On-Call Management

Escalation Policies: Designing Alert Escalation That Actually Works

Learn how to design alert escalation policies that ensure critical incidents always get attention while minimizing unnecessary interruptions to your team.

AzMonitor TeamJune 18, 20257 min read · 1,150 wordsUpdated January 20, 2026
escalationon-callalertingincident management

An escalation policy is the safety net under your on-call rotation. When the primary responder doesn't acknowledge an alert — because they're asleep, in a meeting, or dealing with another incident — escalation ensures someone else picks it up. A well-designed escalation policy means no critical alert ever goes unaddressed. A poorly designed one floods inboxes with alerts nobody acts on.

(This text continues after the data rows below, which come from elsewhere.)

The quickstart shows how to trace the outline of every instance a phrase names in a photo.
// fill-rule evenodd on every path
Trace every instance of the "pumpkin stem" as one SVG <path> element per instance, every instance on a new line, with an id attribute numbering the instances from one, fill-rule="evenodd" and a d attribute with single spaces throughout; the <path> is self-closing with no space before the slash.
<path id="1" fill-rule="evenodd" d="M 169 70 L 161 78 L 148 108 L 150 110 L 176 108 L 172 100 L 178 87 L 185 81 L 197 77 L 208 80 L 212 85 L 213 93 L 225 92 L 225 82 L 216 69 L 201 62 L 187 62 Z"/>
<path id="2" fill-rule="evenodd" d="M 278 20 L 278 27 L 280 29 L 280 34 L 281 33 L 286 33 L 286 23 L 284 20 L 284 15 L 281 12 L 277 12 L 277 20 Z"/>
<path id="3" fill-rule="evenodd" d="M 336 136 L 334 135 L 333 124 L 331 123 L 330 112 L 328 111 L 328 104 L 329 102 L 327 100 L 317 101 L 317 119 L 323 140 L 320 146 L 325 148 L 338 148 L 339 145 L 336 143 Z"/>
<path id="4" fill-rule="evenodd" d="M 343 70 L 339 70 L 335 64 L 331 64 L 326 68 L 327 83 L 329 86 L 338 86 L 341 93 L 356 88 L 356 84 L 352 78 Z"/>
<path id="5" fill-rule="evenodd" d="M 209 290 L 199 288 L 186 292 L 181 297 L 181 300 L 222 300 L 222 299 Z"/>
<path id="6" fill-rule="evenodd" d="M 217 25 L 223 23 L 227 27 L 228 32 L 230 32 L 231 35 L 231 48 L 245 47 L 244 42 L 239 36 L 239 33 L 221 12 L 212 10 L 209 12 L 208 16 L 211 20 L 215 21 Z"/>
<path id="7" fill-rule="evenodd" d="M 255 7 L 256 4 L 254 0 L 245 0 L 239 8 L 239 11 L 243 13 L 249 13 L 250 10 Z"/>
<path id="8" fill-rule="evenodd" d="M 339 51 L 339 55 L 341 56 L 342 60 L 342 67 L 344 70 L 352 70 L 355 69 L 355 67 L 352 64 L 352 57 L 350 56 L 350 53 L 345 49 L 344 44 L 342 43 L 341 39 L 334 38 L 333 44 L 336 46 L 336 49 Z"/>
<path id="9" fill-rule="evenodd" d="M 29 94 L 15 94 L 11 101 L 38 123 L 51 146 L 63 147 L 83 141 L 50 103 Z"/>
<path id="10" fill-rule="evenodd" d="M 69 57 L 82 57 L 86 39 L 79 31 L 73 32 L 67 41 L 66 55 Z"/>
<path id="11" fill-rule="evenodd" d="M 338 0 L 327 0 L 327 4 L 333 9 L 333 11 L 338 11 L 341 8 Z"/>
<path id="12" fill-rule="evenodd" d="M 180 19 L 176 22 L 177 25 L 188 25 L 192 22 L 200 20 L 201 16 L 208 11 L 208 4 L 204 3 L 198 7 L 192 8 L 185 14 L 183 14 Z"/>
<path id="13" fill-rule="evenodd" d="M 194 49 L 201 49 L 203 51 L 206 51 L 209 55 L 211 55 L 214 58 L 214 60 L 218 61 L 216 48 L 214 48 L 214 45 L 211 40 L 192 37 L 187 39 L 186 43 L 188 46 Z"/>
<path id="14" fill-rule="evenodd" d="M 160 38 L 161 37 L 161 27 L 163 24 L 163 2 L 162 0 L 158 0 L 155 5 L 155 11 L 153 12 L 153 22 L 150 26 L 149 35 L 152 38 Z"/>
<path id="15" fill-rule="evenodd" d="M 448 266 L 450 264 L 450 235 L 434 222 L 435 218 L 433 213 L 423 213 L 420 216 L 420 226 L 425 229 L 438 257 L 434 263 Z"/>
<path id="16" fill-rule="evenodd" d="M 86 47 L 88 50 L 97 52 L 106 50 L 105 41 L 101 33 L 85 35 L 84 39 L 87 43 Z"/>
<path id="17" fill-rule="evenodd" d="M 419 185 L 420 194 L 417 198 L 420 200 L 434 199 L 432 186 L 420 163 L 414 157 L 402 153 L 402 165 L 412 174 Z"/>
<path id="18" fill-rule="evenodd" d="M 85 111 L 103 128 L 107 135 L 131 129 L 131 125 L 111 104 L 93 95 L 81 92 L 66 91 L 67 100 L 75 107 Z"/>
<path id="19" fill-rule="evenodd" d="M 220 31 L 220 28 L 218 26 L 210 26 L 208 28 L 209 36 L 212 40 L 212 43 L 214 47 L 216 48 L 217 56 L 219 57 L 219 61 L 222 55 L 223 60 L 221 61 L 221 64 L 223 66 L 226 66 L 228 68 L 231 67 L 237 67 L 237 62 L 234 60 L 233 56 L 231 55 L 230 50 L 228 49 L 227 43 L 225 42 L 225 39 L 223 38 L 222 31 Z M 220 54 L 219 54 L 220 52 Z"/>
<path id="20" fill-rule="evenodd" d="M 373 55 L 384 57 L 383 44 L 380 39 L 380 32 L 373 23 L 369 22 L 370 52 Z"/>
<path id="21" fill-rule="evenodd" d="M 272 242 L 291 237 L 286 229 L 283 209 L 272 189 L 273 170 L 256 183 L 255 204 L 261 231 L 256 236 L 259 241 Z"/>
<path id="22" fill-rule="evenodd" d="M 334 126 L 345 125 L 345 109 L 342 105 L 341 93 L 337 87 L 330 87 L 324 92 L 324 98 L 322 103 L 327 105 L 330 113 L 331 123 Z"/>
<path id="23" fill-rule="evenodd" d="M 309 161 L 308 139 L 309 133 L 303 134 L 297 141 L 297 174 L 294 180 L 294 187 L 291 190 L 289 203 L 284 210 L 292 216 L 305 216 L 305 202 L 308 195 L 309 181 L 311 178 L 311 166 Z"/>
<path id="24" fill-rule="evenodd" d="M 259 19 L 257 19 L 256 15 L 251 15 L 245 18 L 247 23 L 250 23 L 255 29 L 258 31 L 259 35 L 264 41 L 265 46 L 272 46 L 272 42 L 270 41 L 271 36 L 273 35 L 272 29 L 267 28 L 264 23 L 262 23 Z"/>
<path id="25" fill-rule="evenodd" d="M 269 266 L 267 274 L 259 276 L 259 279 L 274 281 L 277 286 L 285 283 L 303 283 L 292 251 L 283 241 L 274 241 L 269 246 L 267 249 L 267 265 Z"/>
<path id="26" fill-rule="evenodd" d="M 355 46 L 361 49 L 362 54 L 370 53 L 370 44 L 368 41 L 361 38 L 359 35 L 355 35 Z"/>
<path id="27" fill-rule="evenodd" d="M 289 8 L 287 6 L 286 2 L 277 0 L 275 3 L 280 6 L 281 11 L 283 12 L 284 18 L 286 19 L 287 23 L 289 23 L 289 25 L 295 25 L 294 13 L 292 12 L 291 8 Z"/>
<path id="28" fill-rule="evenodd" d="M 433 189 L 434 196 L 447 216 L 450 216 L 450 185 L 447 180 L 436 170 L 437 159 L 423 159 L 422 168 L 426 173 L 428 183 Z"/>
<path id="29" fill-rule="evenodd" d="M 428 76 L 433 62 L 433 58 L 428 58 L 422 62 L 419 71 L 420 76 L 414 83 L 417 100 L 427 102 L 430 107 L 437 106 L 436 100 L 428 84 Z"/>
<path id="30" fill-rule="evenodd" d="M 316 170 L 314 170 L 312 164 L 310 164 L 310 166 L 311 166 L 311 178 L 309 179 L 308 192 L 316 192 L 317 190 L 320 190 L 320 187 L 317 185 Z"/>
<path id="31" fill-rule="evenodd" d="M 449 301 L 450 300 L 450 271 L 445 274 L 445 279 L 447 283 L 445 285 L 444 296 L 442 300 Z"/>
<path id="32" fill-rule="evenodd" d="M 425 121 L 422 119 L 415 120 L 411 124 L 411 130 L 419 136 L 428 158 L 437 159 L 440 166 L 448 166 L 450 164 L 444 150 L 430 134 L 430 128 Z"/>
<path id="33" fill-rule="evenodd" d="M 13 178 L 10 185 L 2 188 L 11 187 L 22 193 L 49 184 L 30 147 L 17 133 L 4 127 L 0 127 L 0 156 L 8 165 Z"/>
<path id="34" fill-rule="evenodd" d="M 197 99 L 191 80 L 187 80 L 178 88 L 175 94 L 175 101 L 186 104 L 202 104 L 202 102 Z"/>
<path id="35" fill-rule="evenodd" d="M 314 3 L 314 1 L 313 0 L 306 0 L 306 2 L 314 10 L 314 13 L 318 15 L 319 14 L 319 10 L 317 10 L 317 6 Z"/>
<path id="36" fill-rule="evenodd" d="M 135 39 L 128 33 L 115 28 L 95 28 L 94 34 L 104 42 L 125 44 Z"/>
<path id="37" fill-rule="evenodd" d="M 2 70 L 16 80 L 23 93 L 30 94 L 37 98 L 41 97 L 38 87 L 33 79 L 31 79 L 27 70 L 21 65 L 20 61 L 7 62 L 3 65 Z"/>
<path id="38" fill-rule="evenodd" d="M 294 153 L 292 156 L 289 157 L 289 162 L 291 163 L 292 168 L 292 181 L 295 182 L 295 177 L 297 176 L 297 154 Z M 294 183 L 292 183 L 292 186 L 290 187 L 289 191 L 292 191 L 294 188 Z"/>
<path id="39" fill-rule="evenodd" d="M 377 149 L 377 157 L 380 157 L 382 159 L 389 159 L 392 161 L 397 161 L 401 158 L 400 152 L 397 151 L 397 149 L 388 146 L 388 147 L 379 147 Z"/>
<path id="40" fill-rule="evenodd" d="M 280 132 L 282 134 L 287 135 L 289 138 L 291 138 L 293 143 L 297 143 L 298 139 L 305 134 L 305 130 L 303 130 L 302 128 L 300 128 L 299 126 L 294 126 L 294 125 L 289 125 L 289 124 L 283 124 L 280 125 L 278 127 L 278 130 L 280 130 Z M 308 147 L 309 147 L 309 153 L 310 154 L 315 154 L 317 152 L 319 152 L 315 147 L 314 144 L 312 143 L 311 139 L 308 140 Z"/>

What an Escalation Policy Defines

Every escalation policy answers three questions:

  1. Who gets notified first? (primary)
  2. If they don't respond, who's next? (escalation chain)
  3. How long to wait before escalating? (timeout)

Simple version:

Alert fires → Primary on-call (5 min timeout)
  ↓ No ack
Secondary on-call (5 min timeout)
  ↓ No ack
Engineering manager (10 min timeout)
  ↓ No ack
VP Engineering (continuous paging)

The complexity of your escalation policy should match the complexity of your organization and the severity of your alerts.

Severity-Based Escalation

Different alert severities should have different escalation urgency and chains:

# Escalation policies by severity

P1_critical:
  level_1:
    target: primary_oncall
    timeout_minutes: 3
    notification: [phone_call, sms, push]
  level_2:
    target: secondary_oncall
    timeout_minutes: 5
    notification: [phone_call, sms]
  level_3:
    target: engineering_manager
    timeout_minutes: 10
    notification: [phone_call]
  level_4:
    target: vp_engineering
    timeout_minutes: 15
    notification: [phone_call]

P2_high:
  level_1:
    target: primary_oncall
    timeout_minutes: 15
    notification: [push, sms]
  level_2:
    target: secondary_oncall
    timeout_minutes: 30
    notification: [push]
  level_3:
    target: engineering_manager
    timeout_minutes: 60
    notification: [push]

P3_medium:
  level_1:
    target: team_slack_channel
    timeout_minutes: 120
    notification: [slack]
  level_2:
    target: primary_oncall
    timeout_minutes: 480  # 8 hours (business hours)
    notification: [push]

Building Escalation Policies in PagerDuty

# Create escalation policy via PagerDuty API
import pdpyras

session = pdpyras.APISession(api_key="YOUR_API_KEY")

policy = {
    "type": "escalation_policy",
    "name": "Engineering P1 Escalation",
    "description": "Critical incident escalation for engineering team",
    "escalation_rules": [
        {
            "escalation_delay_in_minutes": 3,
            "targets": [
                {
                    "type": "schedule_reference",
                    "id": "PRIMARY_SCHEDULE_ID"  # Primary on-call schedule
                }
            ]
        },
        {
            "escalation_delay_in_minutes": 5,
            "targets": [
                {
                    "type": "schedule_reference",
                    "id": "SECONDARY_SCHEDULE_ID"  # Secondary on-call schedule
                }
            ]
        },
        {
            "escalation_delay_in_minutes": 10,
            "targets": [
                {
                    "type": "user_reference",
                    "id": "ENGINEERING_MANAGER_USER_ID"
                }
            ]
        }
    ],
    "repeat_enabled": True,
    "num_loops": 3  # Repeat the escalation chain 3 times before stopping
}

result = session.post("escalation_policies", json={"escalation_policy": policy})
print(f"Created policy: {result['escalation_policy']['id']}")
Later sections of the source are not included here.